Why not marry a partner who inhales morning breath and exhales oxygen?
Doing it loggie style. (via Twitter)
This Sunday, the Internet fell in love with this story about Emma McCabe, the woman who wants to marry a tree she has named "Tim," which/whom she claims is "the best sex I've ever had."
The only problem, besides the uncomfortable conclusions one must draw about how sex with a tree is accomplished, is that no one can find her anywhere. The story first went viral after it was tweeted out by user @MuLTi_EU as a slam towards a friend.
Emma and the popular poplar. (via Twitter)
The image claims the story is from the UK tabloid magazine Closer, but when I searched "tree marry" on their website, this story wasn't among the 12 that came up. (Strangely, three of the results were related to the Kardashians. The natural outcome of their pervasiveness in tabloid culture, or is there a more plant-based theme emerging amongst the K clan? A topic for another time, perhaps.)

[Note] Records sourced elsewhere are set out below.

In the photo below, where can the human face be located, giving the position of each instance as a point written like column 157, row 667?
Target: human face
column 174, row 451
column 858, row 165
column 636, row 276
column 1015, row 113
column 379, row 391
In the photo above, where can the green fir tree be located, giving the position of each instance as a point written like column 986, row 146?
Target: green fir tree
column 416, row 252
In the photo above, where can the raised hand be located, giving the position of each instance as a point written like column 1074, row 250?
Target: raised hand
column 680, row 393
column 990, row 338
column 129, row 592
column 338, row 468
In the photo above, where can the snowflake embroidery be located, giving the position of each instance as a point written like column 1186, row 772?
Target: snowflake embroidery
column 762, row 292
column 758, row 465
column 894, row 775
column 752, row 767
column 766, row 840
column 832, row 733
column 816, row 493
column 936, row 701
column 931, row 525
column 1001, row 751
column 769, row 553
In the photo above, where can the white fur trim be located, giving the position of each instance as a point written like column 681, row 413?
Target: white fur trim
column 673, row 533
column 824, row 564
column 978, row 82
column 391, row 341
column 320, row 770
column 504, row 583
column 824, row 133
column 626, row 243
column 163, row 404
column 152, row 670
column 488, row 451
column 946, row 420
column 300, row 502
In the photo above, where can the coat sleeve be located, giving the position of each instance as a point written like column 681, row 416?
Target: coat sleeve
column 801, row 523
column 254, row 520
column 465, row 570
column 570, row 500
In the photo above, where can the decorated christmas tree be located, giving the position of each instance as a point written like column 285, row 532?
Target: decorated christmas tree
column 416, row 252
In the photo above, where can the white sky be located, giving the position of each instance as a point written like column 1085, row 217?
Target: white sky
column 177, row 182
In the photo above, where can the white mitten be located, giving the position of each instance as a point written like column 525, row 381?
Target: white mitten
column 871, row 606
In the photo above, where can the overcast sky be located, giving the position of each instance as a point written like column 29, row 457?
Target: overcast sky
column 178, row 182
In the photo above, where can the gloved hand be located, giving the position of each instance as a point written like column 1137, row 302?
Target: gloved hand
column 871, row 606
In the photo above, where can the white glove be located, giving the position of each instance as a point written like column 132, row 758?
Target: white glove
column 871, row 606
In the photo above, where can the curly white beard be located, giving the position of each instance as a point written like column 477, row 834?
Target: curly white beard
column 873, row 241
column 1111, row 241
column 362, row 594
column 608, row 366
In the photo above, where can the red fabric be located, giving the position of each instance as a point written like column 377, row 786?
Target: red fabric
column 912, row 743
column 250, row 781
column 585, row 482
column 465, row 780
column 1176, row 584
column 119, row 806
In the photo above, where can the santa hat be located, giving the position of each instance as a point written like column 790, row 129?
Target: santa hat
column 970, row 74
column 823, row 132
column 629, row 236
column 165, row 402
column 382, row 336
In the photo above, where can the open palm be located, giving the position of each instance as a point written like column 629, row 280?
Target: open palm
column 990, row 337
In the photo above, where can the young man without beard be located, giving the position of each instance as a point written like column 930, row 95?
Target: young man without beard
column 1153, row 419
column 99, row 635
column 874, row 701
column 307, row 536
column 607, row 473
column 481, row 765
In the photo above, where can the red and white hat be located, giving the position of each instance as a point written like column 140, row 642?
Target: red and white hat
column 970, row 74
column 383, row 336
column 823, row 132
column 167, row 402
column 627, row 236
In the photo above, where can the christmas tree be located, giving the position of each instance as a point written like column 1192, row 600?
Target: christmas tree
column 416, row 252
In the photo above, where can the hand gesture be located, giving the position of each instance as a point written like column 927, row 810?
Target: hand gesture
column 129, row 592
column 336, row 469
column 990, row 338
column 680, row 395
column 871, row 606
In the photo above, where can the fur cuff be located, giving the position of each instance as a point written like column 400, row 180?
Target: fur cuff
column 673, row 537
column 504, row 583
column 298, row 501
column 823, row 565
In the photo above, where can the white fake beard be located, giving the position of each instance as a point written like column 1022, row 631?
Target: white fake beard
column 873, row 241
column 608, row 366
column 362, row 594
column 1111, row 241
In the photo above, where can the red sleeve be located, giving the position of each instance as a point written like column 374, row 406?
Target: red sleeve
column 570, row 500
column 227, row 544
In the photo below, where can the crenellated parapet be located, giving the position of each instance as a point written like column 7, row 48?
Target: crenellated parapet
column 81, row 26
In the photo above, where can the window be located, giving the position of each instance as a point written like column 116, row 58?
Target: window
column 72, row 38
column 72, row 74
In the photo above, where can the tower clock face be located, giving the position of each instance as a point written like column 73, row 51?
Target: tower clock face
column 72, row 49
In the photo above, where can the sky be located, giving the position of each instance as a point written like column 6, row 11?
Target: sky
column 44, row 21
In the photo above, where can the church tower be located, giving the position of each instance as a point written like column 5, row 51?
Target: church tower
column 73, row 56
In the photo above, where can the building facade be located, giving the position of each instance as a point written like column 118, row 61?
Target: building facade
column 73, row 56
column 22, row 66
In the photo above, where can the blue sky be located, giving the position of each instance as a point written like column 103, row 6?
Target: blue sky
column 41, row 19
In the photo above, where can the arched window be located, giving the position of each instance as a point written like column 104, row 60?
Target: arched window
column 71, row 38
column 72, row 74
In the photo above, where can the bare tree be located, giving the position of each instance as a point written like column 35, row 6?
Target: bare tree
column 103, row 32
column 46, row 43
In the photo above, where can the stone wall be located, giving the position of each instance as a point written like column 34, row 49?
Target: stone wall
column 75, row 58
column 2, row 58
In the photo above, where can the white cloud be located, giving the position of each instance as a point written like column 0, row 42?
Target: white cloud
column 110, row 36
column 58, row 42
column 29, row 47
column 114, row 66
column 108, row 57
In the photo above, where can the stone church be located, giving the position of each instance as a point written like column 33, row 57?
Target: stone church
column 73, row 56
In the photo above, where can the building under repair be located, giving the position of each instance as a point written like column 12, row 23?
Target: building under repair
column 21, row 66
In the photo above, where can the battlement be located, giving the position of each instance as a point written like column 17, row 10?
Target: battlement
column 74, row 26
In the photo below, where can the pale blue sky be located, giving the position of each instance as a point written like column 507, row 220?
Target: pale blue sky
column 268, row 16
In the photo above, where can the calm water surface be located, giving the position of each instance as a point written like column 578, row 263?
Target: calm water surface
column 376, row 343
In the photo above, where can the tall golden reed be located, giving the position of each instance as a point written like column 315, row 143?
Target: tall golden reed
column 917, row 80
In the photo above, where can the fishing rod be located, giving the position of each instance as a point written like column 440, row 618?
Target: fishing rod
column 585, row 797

It's a shame, really, because from the portion of the magazine we can see, we get gems like, "Growing up, Emma loved the outdoors, but it wasn't until adulthood that she realized how deep-rooted her feelings towards trees were."
Cosmopolitan, certain that the story is a fake, has sent out a desperate plea to contact Miss McCabe, but so far there have been no updates.
I reached out to @MuLTi_EU to find out the origin of the story, and was treated to this exchange:
Then he told me "your nanas a dead corpse."
Ok. So. As best I can tell, the legend of the tree-sex-marriage-woman has beginnings as foggy as life itself. It came from the Internet, but what came before the Internet? I'm stumped.
Also, no wonder this woman is over men and has moved on to trees. Whoever started this story is kind of a dick.